Connecting crew with communities in need

Project Morocco

Connecting crew with communities in need

Project Morocco

Purpose

Connecting crew with communities in need

 The new foundation for yacht crew seeking out more meaningful ways to spend their time off. 

By Dominique Afacan | 1 November 2024

New Zealander Sam Stewart started out on the yachts like many others, hearing about the industry through friends and then walking the docks in Palma, Mallorca looking for work. Having intended only to spend a couple of years on board, he ended up working on superyachts for a decade, before deciding to take some time off to volunteer in refugee camps across Greece. Little did he know that his experiences there would inspire him to build an entire foundation, connecting his old life on the yachts with his new life volunteering for non-profit organisations. 

“When I got to the camp in Greece, it was immediately clear to me that yacht crew had such transferable skills for these humanitarian spaces, so that was the birthplace of the idea,” he explains. “Most of the practical, hands-on skills you need as a volunteer in these humanitarian situations are skills you just absorb naturally if you’ve spent a couple of seasons working on a yacht, so I knew that crew would be a genuine value add.”

Connecting crew with communities in need

Project Greece

Connecting crew with communities in need

Project Greece

Joining the dots between volunteers, owners and NGOs. 

While in Greece, Sam grew frustrated with the lack of tools in the camp and decided to put together a fundraiser video for friends and family explaining what was needed. “Donations started coming in, but the video ended up with the owner of a yacht I used to work on,” says Sam. “He contacted me saying he wanted to help and ended up donating a substantial amount.
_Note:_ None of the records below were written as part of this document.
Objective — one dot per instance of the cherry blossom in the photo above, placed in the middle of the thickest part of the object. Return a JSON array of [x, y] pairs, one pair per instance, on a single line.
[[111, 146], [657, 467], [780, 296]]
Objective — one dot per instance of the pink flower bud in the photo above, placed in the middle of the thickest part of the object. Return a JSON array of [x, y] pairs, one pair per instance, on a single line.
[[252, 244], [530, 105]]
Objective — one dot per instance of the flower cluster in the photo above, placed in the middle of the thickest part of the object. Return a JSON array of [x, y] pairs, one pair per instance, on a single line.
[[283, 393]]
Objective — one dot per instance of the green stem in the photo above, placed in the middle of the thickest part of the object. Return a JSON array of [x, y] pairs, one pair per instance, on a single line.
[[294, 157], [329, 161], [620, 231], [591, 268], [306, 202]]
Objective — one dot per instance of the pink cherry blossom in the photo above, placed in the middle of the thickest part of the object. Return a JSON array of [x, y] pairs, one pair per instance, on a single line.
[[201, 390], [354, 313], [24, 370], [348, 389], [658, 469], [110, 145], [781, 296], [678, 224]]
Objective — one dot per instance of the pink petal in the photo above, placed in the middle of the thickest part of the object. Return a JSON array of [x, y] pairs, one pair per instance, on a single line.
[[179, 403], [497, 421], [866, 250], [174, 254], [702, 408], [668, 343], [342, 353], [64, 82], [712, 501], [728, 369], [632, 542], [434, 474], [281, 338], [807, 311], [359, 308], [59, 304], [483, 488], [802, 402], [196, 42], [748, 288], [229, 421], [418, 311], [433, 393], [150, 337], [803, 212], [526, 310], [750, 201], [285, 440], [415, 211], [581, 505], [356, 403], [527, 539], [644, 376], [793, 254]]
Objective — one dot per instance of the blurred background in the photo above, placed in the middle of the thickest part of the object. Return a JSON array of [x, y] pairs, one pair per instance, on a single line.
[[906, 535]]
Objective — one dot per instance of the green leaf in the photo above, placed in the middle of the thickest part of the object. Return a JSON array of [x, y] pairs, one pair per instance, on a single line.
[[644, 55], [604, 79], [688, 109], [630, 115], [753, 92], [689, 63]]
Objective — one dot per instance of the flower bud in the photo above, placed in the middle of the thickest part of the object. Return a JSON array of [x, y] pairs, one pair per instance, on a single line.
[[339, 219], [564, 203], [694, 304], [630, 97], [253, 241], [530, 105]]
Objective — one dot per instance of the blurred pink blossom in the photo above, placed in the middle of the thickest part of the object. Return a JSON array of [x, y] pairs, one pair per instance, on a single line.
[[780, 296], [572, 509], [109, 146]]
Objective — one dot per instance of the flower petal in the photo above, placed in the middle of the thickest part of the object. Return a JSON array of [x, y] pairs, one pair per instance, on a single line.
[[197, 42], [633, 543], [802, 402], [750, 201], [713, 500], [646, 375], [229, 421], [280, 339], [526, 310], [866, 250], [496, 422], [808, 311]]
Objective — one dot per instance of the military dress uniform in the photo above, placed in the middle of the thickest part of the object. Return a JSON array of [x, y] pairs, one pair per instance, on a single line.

Because we had a good relationship, he knew I wouldn’t be involved in something that wasn’t worthwhile.” Overnight they had enough funding that they were able to finish a project in one camp and then replicate it at two others across Greece. “So we have the yacht crew with the skills, they are willing to volunteer and some have relationships with owners who are willing to support these kinds of projects – it’s just about joining the dots,” says Sam. 

Relief Crew Foundation was officially launched at this year’s Monaco Yacht Show and already, the response has been phenomenal. “It’s taking on a life of its own,” says Sam. “We’ve had so much support from people wanting to get involved. We’ve already been contacted by yachts whose owners are big into philanthropy and who are more than happy to support their crew going to help out on these projects. I’ve been blown away by it all.”
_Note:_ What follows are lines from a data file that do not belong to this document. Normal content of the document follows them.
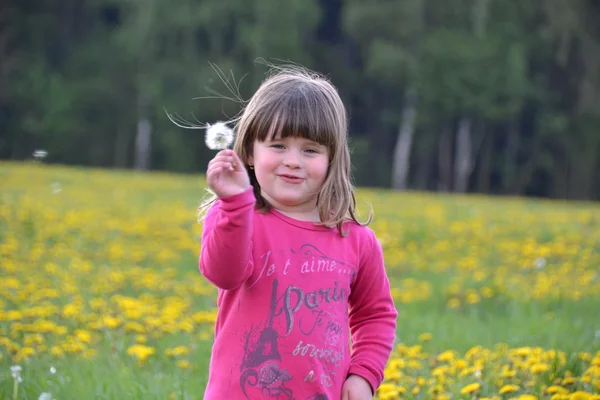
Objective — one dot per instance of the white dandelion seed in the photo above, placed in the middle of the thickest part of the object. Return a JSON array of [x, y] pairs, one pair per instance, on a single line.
[[56, 187], [15, 370], [40, 154], [218, 136]]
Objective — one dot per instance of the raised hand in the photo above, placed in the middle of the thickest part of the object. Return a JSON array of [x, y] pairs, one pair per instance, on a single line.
[[226, 174], [356, 388]]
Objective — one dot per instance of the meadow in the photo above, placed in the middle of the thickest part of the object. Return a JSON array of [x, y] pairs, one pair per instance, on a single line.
[[101, 297]]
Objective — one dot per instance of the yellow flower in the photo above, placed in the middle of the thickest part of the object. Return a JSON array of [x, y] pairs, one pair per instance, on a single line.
[[509, 389], [556, 389], [140, 351], [425, 337], [471, 388]]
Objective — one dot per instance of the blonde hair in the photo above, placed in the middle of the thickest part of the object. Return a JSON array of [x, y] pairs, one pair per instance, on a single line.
[[295, 102]]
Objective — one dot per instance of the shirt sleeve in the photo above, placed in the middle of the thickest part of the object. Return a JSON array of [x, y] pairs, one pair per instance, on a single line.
[[226, 250], [372, 317]]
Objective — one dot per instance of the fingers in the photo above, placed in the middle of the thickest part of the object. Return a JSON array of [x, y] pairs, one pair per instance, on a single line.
[[228, 157]]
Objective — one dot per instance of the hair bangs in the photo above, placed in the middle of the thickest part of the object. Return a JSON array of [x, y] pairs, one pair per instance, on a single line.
[[298, 114]]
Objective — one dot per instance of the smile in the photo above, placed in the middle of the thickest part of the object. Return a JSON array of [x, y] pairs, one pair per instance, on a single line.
[[291, 178]]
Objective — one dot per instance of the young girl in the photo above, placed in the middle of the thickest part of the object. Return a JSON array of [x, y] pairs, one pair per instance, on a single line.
[[298, 276]]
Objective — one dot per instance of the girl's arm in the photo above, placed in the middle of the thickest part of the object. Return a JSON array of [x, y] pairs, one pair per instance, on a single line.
[[372, 316], [226, 252]]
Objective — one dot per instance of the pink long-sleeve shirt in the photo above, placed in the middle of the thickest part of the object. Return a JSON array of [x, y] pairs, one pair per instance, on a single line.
[[291, 297]]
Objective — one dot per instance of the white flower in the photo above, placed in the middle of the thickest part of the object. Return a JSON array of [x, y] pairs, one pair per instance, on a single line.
[[218, 136], [16, 373], [40, 153]]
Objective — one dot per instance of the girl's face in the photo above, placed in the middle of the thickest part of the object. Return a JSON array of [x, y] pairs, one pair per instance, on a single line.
[[290, 172]]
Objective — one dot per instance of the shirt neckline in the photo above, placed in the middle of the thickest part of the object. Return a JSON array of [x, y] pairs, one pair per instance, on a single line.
[[299, 223]]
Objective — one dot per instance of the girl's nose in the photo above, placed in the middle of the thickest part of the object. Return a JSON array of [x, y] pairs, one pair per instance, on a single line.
[[292, 159]]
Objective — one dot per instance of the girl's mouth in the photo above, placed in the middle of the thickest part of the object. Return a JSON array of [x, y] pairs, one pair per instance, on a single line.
[[291, 179]]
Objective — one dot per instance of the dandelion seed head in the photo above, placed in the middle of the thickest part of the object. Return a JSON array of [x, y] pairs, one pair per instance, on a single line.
[[40, 154], [15, 370], [219, 136]]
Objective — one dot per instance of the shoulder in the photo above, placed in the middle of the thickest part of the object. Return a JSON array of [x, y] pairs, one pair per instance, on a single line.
[[362, 235]]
Connecting crew with communities in need

Project Greece

Connecting crew with communities in need

Project Greece

A trusted outlet for philanthropic owners 

For yacht owners with an interest in philanthropy, there are real benefits to working with Relief Crew Foundation. “These owners get approached hundreds of times a year to donate or support things,” explains Sam. “And it can be hard to know exactly how a donation is helping. If they know that their own crew are on the ground volunteering, there’s an automatic connection and they can get behind it. It’s a trusted outlet for their philanthropy.”

Sam also points to a crew retention element. “Money is not the number one thing that makes crew stay on a yacht – a positive culture is more important to many yachties, and experiences like those we offer at Relief Crew bring perspective to the team and boost morale.” 

The foundation has already carried out something of a pilot project in Morocco, following a powerful earthquake in the Atlas Mountains that saw half a million people displaced. “I was watching it on the news from Sanam, a yacht I was working on in Barcelona, and suggested to the captain that I flew there to help with a couple of crew.” Not only did the owner agree but he paid for flights and accommodation and didn’t deduct the time off as holiday. “He wanted to give whatever he could to help make the trip a success,” says Sam. The crew spent three weeks in Morocco building toilets and organising all the logistics and materials for what was needed across the different villages. “We were working long hours but that’s what we were used to,” says Sam. “At the end of the day we’d be shattered but we were going to bed knowing we’d made a genuine difference in the lives of the people who needed it most. That’s a really hard feeling to beat.”

Connecting crew with communities in need

Project Morocco

Connecting crew with communities in need

Project Morocco

 “The crew I’ve come through yachting with – they have been to Tulum, they’ve been to Bali, they have all that out of their system and now they want to do something more meaningful with their time off,” says Sam, and he has single-handedly made that possible. Relief Crew Foundation is now a registered NGO (non-government organisation) committed to supporting communities in need by organising purpose-driven adventures for crew. “Through this connection to volunteering, the entire yachting industry can become a catalyst for meaningful change,” says Sam.